Hacker News new | ask | show | jobs
by iandanforth 615 days ago
The key bit I didn't understand at first was what happens if the two groups of attention learn the same thing; because their attention masks are subtracted from one another if they both output similar values the attention across the board will drop to zero and this will lead to high loss. So the only way to reduce loss is if they learn to attend to different things. One of the simplest strategies they could learn (and this paper claims that they do) is for one group to focus on relevant context and the other to focus on irrelevant context. Thus one group learns the noise and the other the signal (it's not this cut and dry but is a useful simplification for understanding IMO).
4 comments

An interesting aspect is that they don't do a plain subtraction, but rather subtract a portion of the second softmax.

This makes sense, if one considers that the two copies are identical then the softmax outputs would be identical and the difference is zero everywhere. However, by subtracting a scaled copy, the normalization of the difference seems to really boost the signal value(s) over the "noise", making the signal stand out compared to pre-normalization.

if two attentions A, B are identical, would (A - lambda * B) be just (1-lambda) * A, how does it "boost the signal value(s) over the "noise""?
How embarrassing, I had one of those "autocorrect moments". I somehow put the lambda inside the softmax when thinking and trying it without realizing. So what I was playing with in a spreadsheet (so not so obvious as plain code) was

    softmax(A) - softmax(lambda * A)
And as so happens, normalizing the output of that that with my test vectors seems to really boost the output the largest component if A and B are equal.
> what happens if the two groups of attention learn the same thing

I wonder if there's a metaphor here for our own experience and utility in "surprise".

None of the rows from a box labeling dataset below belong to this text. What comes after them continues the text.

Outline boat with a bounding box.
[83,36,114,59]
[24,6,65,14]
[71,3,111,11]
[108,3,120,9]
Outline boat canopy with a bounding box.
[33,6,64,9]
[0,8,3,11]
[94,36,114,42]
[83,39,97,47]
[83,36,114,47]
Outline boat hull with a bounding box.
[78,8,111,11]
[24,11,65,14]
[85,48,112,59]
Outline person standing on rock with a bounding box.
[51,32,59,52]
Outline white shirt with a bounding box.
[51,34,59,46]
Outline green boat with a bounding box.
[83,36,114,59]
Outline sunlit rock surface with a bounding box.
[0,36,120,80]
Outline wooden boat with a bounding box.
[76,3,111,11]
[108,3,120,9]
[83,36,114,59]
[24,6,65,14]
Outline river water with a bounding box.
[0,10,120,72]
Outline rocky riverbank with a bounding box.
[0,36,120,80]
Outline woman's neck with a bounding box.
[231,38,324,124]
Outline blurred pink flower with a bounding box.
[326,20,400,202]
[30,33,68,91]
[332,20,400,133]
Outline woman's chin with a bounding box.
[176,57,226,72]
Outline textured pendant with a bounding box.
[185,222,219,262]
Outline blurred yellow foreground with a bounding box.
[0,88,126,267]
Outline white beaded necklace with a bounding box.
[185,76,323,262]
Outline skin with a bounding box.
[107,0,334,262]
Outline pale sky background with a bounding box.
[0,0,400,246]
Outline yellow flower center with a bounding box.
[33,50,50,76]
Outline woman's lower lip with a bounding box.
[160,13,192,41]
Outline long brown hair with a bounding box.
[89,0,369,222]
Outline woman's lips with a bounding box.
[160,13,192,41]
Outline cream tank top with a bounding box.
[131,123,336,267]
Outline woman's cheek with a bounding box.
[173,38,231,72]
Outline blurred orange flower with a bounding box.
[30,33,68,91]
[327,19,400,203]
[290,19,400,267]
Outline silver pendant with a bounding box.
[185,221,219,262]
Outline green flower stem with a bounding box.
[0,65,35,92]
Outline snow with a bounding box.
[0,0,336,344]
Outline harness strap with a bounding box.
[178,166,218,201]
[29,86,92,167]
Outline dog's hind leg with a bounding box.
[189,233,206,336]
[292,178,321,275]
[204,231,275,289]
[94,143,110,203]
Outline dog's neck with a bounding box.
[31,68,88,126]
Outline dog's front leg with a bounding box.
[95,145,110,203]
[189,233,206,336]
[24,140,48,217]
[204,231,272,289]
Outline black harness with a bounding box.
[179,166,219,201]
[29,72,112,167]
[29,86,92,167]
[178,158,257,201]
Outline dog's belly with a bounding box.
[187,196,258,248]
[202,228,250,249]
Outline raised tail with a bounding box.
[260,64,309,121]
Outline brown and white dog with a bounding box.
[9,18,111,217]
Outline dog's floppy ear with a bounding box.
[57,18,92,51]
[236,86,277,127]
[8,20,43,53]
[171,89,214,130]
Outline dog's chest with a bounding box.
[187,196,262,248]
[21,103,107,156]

Like if one attention head is surprised by what another learns, up-weight it. But if they both find the same, assume it's not very surprising and down-weight it.

Admittedly, "surprise" is something that has a big section of my knowledgebase[1][2][3] (both as a subjective feeling and adaptive function of our minds, one of the most complex adaptive system we know of)

[1] https://plus.maths.org/content/information-surprise

[2] https://blakeelias.name/papers/Multi-Agent-Cooperation-Intri...

[3] https://complexity.simplecast.com/episodes/81/transcript

There’s probably a small chance that they could both learn the same thing, but it’s probably not likely enough to be a major issue.
Maybe the loss function could penalize them learning the same thing?